Another form of traditional animation is live action animation in which traditional hand-drawn animation is combined with real live-action filming. Techniques for doing this include optical printers or aerial image animation cameras, or more labour intensively, tracing each frame with a method known as rotoscoping to enable more accuracy when overlaying frames. One of the earliest examples includes Winsor McCay’s Gertie the Dinosaur (1914) in which a real actor played a narrator who interacted with an animated landscape and dinosaur character.
Live-action animation is another powerful tool for manipulating reality, especially because it combines reality with non-reality. While one can believe they are watching a scene they are familiar with, the familiarity is thrown off as the animated elements are brought into the scene.
Pink Floyd The Wall (1982), although the majority being normal live-action film work, contains segments of both full animation and live-action animation, drawn by illustrator Gerald Scarfe. The detailed animation sequences are similar to Paprika in the use of traditional hand-drawn techniques, although completely different in medium and style. The live-action animation scene happens when Pink is alone in his room and is ‘attacked’ by an animated plant. The reality of Pink alone in the room is almost immediately distorted upon the human shadow morphing into something else, implying a departure from reality and highlighting the alienation of Pink from the rest of the world.

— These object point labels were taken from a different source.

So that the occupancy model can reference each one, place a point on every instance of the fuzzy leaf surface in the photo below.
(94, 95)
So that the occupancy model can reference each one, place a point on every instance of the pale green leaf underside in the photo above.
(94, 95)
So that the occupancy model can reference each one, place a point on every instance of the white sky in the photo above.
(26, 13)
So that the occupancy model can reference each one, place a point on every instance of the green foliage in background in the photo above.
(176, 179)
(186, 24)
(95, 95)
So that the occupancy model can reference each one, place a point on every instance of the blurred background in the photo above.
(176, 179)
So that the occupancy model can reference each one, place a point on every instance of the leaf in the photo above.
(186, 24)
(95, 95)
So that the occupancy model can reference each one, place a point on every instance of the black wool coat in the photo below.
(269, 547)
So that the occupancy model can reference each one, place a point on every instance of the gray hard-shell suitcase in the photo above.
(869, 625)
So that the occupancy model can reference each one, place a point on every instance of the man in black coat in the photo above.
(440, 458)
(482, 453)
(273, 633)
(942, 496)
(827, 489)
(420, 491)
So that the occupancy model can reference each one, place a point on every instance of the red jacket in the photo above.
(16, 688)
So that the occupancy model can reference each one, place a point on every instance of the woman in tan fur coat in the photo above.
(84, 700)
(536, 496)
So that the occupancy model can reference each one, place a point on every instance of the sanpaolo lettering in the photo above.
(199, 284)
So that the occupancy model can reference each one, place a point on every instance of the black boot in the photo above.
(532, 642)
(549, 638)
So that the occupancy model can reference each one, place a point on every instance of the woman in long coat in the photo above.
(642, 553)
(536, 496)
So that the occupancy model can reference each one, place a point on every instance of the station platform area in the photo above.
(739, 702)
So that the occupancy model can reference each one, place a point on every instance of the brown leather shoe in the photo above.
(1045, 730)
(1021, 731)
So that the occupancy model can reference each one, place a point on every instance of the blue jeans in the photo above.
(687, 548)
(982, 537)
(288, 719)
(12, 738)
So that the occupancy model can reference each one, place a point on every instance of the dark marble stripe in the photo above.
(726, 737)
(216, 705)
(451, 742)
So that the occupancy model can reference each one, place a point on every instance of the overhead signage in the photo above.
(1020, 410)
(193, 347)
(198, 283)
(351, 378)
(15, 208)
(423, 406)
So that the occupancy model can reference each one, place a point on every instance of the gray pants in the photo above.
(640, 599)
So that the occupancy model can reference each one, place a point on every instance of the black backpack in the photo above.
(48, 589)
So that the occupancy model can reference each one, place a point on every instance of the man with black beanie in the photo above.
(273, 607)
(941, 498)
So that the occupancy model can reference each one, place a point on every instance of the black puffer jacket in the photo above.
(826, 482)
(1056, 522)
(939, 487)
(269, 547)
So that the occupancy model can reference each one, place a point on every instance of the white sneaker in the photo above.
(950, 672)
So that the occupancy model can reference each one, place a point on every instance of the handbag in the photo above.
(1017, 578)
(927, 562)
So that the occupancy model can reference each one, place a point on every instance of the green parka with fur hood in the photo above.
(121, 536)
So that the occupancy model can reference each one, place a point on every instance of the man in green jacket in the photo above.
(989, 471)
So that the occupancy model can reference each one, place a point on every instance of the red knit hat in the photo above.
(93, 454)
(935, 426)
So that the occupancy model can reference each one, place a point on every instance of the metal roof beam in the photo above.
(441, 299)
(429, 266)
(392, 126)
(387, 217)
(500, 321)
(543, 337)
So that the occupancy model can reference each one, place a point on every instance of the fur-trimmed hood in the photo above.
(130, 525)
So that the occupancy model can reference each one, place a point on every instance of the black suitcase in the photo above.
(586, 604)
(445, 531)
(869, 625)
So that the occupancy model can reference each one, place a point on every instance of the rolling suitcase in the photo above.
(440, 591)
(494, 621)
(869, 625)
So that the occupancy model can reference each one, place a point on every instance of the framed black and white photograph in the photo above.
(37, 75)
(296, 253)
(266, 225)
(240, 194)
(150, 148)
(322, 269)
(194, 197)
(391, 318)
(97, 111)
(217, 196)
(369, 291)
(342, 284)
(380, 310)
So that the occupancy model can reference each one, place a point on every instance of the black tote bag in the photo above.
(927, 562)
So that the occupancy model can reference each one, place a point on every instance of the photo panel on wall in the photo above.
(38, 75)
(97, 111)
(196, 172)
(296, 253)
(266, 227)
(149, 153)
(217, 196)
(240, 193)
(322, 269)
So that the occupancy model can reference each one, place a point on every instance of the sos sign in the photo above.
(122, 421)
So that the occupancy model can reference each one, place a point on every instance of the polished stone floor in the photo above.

In terms of the traditional animated scenes in The Wall, there is obviously a form of manipulation in the exaggerated (and simplified) characteristics of flowers, facial expressions and the human body. The animations serve to let viewers interpret the story and the metaphor of the wall. For example, the revisited scene of the teacher ‘educating’ his students presents an alternative perspective of the scene for the viewer, manipulating the what was previously seen into something even more wild and disproportional.